LIFT_TABLE

Returns a table that compares the predictive quality of a logistic regression model. This function is also known as a lift chart.

You cannot pass any inputs to the OVER() clause.

Important: Before using a machine learning function, be aware that all the ongoing transactions might be committed.

Syntax

LIFT_TABLE ( target, probabilities
              [ USING PARAMETERS [num_bins=nBins] ])
             OVER()

Arguments

target

The column in the input table containing the response variable. Must be an integer.

probabilities

The column in the input table where the observation is of class 1. Must be a float.

Parameters

num_bins=nBins

(Optional) Groups rows together, based upon the probability column, for faster processing. You use this parameter to determine the number of different decision boundaries to consider.

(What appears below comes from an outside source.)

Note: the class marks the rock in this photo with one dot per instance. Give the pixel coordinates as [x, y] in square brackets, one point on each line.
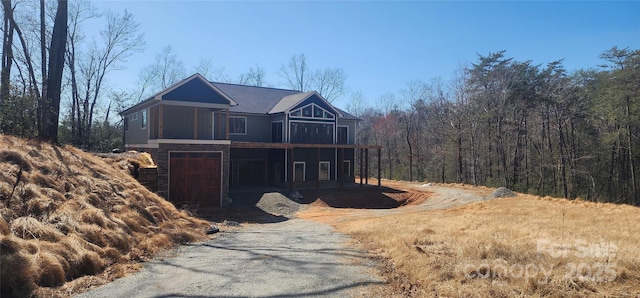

The parameter partitions the number line from 0 to 1 in nBin points that are equally spaced. It evaluates the table at each of the nBin points. Must be an integer.

Default Value: 100

Examples

This example demonstrates how you can execute the LIFT_TABLE function on an input table named mtcars.

=> SELECT LIFT_TABLE(obs, prob USING PARAMETERS num_bins=2) OVER() 
	FROM (SELECT am AS obs, PREDICT_LOGISTIC_REG(mpg, cyl, disp, hp, drat, wt, qsec, vs, gear, carb
                                                    USING PARAMETERS model_name='logisticRegModel',
                                                    type='probability') AS prob
             FROM mtcars) AS prediction_output;
 decision_boundary | positive_prediction_ratio |       lift       |                   comment
-------------------+---------------------------+------------------+---------------------------------------------
                 1 |                         0 |              NaN |
               0.5 |                   0.40625 | 2.46153846153846 |
                 0 |                         1 |                1 | Of 32 rows, 32 were used and 0 were ignored
(3 rows)

The first column, decision_boundary, indicates the cut-off point for whether to classify a response as 0 or 1. For instance, for each row, if prob is greater than decision_boundary, the response is classified as 1. If prob is less than decision_boundary, the response is classified as 0.

The second column, positive_prediction_ratio, shows the percentage of samples in class 1 that the function classified correctly using the corresponding decision_boundary value.

For the third column, lift, the function divides the positive_prediction_ratio by the percentage of rows correctly classified as class 1.